Analysis of gene expression
The cells were collected and shock-frozen in liquid nitrogen and ground with mortar and pestle (both heat-sterilied and then precooled) before extracting total RNA using Universal RNA Purification Kit (Roboklon, Germany). In case of leaf material, total RNA was isolated using the SpectrumTM Plant Total RNA Kit (Sigma, Deisenhofen, Germany) following the protocol of the producer. Gene expression was analysed at different time points after the incubation with 200 μM AlCl3. The extracted RNA was treated with a DNA-free DNase (Roboklon, Germany) to remove potential contamination of genomic DNA. The mRNA was transcribed into cDNA using the M-MuLV cDNA Synthesis Kit (New England BioLabs; Frankfurt am Main, Germany) according to the instructions of the manufacturer.

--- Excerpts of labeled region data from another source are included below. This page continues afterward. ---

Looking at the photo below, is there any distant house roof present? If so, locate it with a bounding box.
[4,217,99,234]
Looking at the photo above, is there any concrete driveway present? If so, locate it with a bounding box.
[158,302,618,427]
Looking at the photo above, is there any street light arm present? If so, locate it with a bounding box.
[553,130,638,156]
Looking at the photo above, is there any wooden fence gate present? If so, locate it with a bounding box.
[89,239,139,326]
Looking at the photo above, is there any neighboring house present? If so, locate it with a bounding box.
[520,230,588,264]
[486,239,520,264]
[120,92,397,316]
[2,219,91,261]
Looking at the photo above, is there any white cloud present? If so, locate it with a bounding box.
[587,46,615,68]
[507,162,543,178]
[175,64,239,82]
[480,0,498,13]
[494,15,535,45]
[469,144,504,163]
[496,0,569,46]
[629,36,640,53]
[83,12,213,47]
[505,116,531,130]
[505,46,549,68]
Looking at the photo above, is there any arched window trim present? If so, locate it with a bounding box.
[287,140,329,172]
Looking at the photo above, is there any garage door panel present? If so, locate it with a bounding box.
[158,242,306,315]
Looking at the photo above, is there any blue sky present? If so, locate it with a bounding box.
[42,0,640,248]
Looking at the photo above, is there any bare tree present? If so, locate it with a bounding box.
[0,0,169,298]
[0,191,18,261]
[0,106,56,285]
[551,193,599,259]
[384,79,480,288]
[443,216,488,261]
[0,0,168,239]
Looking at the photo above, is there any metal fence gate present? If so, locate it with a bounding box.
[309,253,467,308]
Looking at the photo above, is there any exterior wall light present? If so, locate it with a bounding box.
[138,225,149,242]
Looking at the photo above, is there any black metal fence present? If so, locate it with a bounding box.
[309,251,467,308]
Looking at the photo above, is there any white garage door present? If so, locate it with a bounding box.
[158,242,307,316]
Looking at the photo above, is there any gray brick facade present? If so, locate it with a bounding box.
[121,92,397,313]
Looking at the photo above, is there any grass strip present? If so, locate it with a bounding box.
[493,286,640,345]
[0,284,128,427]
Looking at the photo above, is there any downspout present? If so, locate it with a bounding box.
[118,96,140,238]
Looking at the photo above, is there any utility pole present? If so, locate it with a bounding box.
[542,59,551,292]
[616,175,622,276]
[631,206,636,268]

Steady-state transcript levels of the selected genes (PAL ,RS , STS , MYB14, PR1 and ICS ) were measured by quantitative real-time PCR (qRT-PCR) as described in Duan et al. (2015) using the oligonucleotide primers and PCR conditions given in Supplemental Table S1 . To compare the transcript levels between different samples, the Ct values from each sample were normalised to the value for the EF-1α internal standard obtained from the same sample. These normalised Ct values were averaged over each technical triplicate. The difference between the Ctvalues of the target gene X and those for the EF-1α reference R were calculated as follows: △Ct(X) =Ct(X)–Ct(R). The final result was expressed as 2–△△Ct(X). Each experiment was conducted in three biological replicates, i.e. independent experimental series.